Multe, giro di vite: 216 euro a chi getta un mozzicone dal finestrino dell'auto, sino a 18mila euro per oggetti più grandi. E potranno essere utilizzate le telecamere
Ad incorrere nella multa non sarà chi colto "in flagranza", perché le violazioni potranno essere rilevate anche attraverso le telecamere, pubbliche o private, visto che è prevista la contestazione differita dell'infrazione: questo significa che per le forze dell'ordine non sarà necessario fermare immediatamente sul posto il trasgressore come, invece, era previsto dalla precedente normativa.
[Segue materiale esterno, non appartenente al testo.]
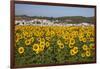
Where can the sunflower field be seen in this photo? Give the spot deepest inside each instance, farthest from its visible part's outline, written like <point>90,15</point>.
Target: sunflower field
<point>54,44</point>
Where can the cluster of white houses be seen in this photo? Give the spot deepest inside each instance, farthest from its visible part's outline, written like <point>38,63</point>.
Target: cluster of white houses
<point>45,22</point>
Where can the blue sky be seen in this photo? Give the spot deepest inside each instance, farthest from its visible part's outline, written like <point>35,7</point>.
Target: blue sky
<point>52,11</point>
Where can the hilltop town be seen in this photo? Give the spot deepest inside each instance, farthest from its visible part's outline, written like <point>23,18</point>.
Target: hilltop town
<point>57,21</point>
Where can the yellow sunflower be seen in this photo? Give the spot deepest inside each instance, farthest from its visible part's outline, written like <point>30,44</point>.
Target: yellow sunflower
<point>21,50</point>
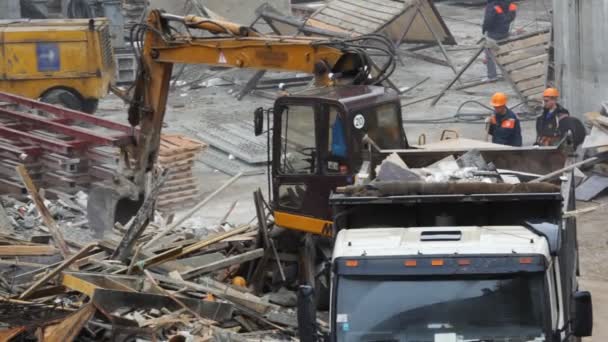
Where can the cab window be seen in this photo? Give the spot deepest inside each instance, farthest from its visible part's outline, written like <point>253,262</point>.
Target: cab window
<point>384,126</point>
<point>298,152</point>
<point>337,153</point>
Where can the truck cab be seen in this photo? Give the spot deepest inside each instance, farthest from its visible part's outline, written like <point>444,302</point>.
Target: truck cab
<point>455,262</point>
<point>475,283</point>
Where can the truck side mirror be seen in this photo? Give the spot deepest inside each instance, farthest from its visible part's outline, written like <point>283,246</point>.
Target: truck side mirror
<point>582,326</point>
<point>307,315</point>
<point>258,121</point>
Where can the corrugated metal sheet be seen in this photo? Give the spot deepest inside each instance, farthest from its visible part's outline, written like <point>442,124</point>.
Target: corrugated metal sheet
<point>401,21</point>
<point>581,55</point>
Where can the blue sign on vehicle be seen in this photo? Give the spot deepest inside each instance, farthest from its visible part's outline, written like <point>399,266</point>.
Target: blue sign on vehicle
<point>48,57</point>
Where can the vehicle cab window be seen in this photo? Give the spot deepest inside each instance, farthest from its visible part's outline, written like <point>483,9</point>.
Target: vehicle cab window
<point>298,140</point>
<point>336,159</point>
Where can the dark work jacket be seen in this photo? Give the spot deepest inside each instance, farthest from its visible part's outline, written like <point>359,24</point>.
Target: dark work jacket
<point>498,18</point>
<point>547,126</point>
<point>505,129</point>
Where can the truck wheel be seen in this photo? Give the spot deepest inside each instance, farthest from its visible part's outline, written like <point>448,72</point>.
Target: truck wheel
<point>90,106</point>
<point>64,98</point>
<point>308,270</point>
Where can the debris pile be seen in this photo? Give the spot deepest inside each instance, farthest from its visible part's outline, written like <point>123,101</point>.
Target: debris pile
<point>152,284</point>
<point>470,167</point>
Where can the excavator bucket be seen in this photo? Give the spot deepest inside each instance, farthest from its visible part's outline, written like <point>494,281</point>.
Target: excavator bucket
<point>109,204</point>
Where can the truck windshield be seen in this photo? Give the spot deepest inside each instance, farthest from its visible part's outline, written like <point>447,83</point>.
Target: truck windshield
<point>440,309</point>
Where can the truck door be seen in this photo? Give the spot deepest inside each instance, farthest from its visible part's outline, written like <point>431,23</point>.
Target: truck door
<point>309,161</point>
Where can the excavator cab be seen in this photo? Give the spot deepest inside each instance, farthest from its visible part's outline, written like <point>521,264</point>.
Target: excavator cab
<point>317,140</point>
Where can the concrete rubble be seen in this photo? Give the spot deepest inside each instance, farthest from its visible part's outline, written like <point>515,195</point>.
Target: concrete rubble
<point>212,276</point>
<point>187,284</point>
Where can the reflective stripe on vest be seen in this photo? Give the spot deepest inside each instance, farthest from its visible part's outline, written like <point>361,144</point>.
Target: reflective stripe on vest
<point>509,123</point>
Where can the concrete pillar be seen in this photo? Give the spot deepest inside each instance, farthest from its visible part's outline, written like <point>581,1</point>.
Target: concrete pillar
<point>10,9</point>
<point>581,54</point>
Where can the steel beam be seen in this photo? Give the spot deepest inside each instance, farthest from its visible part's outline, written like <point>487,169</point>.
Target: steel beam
<point>66,113</point>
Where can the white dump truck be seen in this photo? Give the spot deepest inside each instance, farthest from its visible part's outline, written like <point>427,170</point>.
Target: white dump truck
<point>468,260</point>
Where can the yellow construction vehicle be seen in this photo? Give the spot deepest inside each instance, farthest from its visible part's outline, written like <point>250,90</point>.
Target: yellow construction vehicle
<point>65,62</point>
<point>342,68</point>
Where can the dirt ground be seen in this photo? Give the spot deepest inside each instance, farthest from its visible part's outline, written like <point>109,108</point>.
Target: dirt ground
<point>188,106</point>
<point>593,246</point>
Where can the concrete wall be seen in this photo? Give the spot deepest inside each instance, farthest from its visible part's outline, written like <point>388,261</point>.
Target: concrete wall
<point>10,9</point>
<point>240,11</point>
<point>581,53</point>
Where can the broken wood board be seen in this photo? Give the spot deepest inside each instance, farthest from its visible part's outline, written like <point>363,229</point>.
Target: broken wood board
<point>7,251</point>
<point>110,300</point>
<point>524,63</point>
<point>226,262</point>
<point>47,218</point>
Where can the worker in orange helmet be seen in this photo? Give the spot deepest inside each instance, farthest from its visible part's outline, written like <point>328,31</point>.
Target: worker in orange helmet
<point>548,131</point>
<point>499,16</point>
<point>504,125</point>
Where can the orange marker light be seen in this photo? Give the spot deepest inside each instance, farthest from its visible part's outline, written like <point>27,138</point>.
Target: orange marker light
<point>352,263</point>
<point>410,263</point>
<point>437,262</point>
<point>464,262</point>
<point>525,260</point>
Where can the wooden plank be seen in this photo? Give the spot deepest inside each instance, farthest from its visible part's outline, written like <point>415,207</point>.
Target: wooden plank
<point>526,73</point>
<point>10,333</point>
<point>353,17</point>
<point>177,195</point>
<point>83,252</point>
<point>328,27</point>
<point>47,218</point>
<point>534,83</point>
<point>534,91</point>
<point>86,283</point>
<point>223,291</point>
<point>519,55</point>
<point>522,44</point>
<point>176,300</point>
<point>523,60</point>
<point>362,29</point>
<point>345,6</point>
<point>536,60</point>
<point>27,250</point>
<point>69,328</point>
<point>381,5</point>
<point>220,264</point>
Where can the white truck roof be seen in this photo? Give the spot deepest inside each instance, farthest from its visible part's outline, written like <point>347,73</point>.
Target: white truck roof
<point>471,240</point>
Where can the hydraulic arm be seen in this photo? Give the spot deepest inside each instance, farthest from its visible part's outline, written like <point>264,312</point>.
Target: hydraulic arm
<point>159,46</point>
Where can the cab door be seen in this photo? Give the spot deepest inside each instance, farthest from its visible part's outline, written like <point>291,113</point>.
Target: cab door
<point>309,161</point>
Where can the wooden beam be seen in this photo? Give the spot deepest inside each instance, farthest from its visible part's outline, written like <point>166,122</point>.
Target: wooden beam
<point>8,334</point>
<point>68,329</point>
<point>83,252</point>
<point>47,218</point>
<point>194,210</point>
<point>224,263</point>
<point>223,291</point>
<point>27,250</point>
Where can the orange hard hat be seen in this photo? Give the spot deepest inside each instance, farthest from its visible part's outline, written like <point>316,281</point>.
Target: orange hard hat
<point>239,281</point>
<point>499,100</point>
<point>551,92</point>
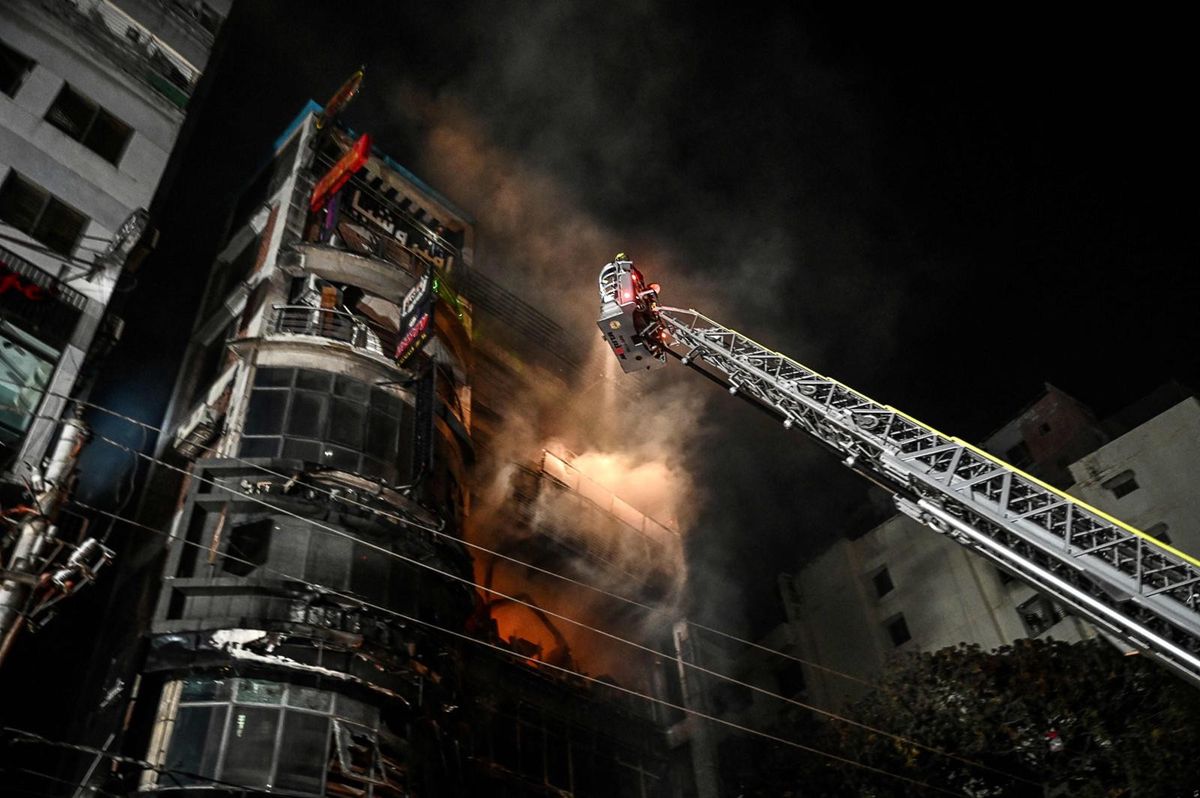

In alcuni casi si rischia la sospensione della patente e l'arresto
TRENTO. Gettare un mozzicone di sigaretta o una cartaccia dal finestrino della macchina costerà carissimo agli automobilisti o ai passeggeri delle vetture.
E, ancora di più, se l'incivile di turno verrà "beccato" a lanciare una lattina, una bottiglia o un sacchetto di rifiuti.
Il "giro di vite" arriva con il nuovo articolo 15, comma 1, lettera f-bis, del Codice della Strada, introdotto dal decreto "Terra dei Fuochi", in vigore da sabato 9 agosto, che vieta di "insozzare la strada o le sue pertinenze gettando rifiuti o oggetti dai veicoli in sosta o in movimento".
Il che, tradotto "in soldoni", significa che l'incivile, se scoperto a lanciare un mozzicone di sigaretta, un fazzoletto, una cartaccia o altri oggetti di piccole dimensioni, dovrà pagare una sanzione che va da 216 (minimo) a 866 euro.
E, attenzione, perché ad incorrere nella multa non sarà chi colto "in flagranza", perché le violazioni potranno essere rilevate anche attraverso le telecamere, pubbliche o private, visto che è prevista la contestazione differita dell'infrazione: questo significa che per le forze dell'ordine non sarà necessario fermare immediatamente sul posto il trasgressore come, invece, era previsto dalla precedente normativa.
Ma non è finita perché, nei casi più gravi (lancio o abbandono di rifiuti di dimensioni maggiori, come lattine, bottiglie o sacchetti), l'illecito diventerà un reato contravvenzionale, con il rischio di una denuncia, un'ammenda che varierà da 1.500 a 18mila euro, oltre alla sospensione della patente sino a 6 mesi.
E, se l'abbandono di rifiuti dovesse avvenire vicino a fiumi o in zone già inquinate, il reato prevede addirittura l'arresto con la reclusione da 6 mesi a 5 anni e mezzo.
Il nuovo quadro normativo distingue, dunque, tra diversi livelli e, nei casi di maggior gravità, il veicolo potrebbe essere sequestrato, con particolare attenzione ai mezzi aziendali utilizzati per lo smaltimento degli illeciti.
"Si tratta di un passo avanti fondamentale nella lotta contro una delle pratiche più vergognose e dannose per il nostro ambiente e la nostra comunità - commenta Luca De Gaetano, presidente e fondatore di Plastic Free Onlus, l'associazione che dal 2019 si occupa di sensibilizzazione contro l'inquinamento da plastica e rifiuti abbandonati -. L'incremento delle sanzioni deve funzionare da deterrente reale: ci aspettiamo che i trasgressori non restino impuniti ma vengano perseguiti, così da lanciare un messaggio chiaro a tutti e porre fine a questo malcostume. Questa stretta normativa, unita all’uso intelligente delle tecnologie di videosorveglianza, è la dimostrazione che il cambiamento è possibile se si uniscono sensibilizzazione, impegno civico e strumenti legislativi efficaci".